Segundo dados da ABF, nas últimas duas décadas, o setor de franquias teve crescimento contínuo no país, em média 8% ao ano, com faturamento de 2,5% do PIB nacional em 2019.

Não há dúvida de que o maior prejuízo nesse cenário de Pandemia é o de vidas humanas. Todavia, em paralelo a essa questão, encontra-se a necessidade premente da análise dos reflexos causados pela pandemia no mundo que virá.
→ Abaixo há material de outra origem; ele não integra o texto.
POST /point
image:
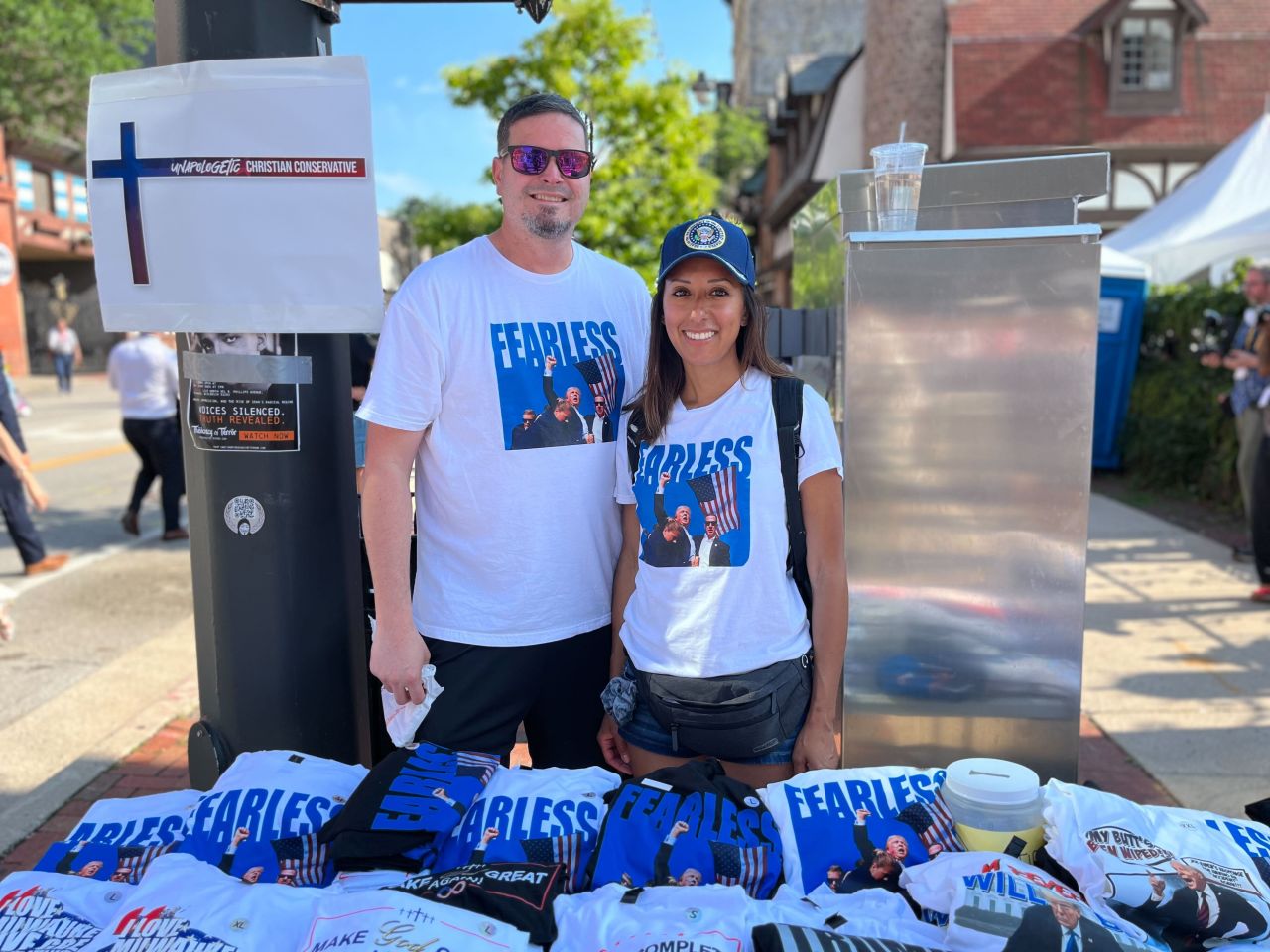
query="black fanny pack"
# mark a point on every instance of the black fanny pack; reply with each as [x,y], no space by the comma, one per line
[734,716]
Dentre eles, encontra-se a recessão econômica que assolará grandes, médias e pequenas empresas, além de empreendedores individuais, empregados e trabalhadores informais, que atuam no mercado de franchising.

Os primeiros impactos já puderam ser sentidos com o decreto de quarentena em diversos estados brasileiros, o que impede a maior parte das mais de 160 mil unidades franqueadas de operarem normalmente, levando muitos franqueados à falência súbita.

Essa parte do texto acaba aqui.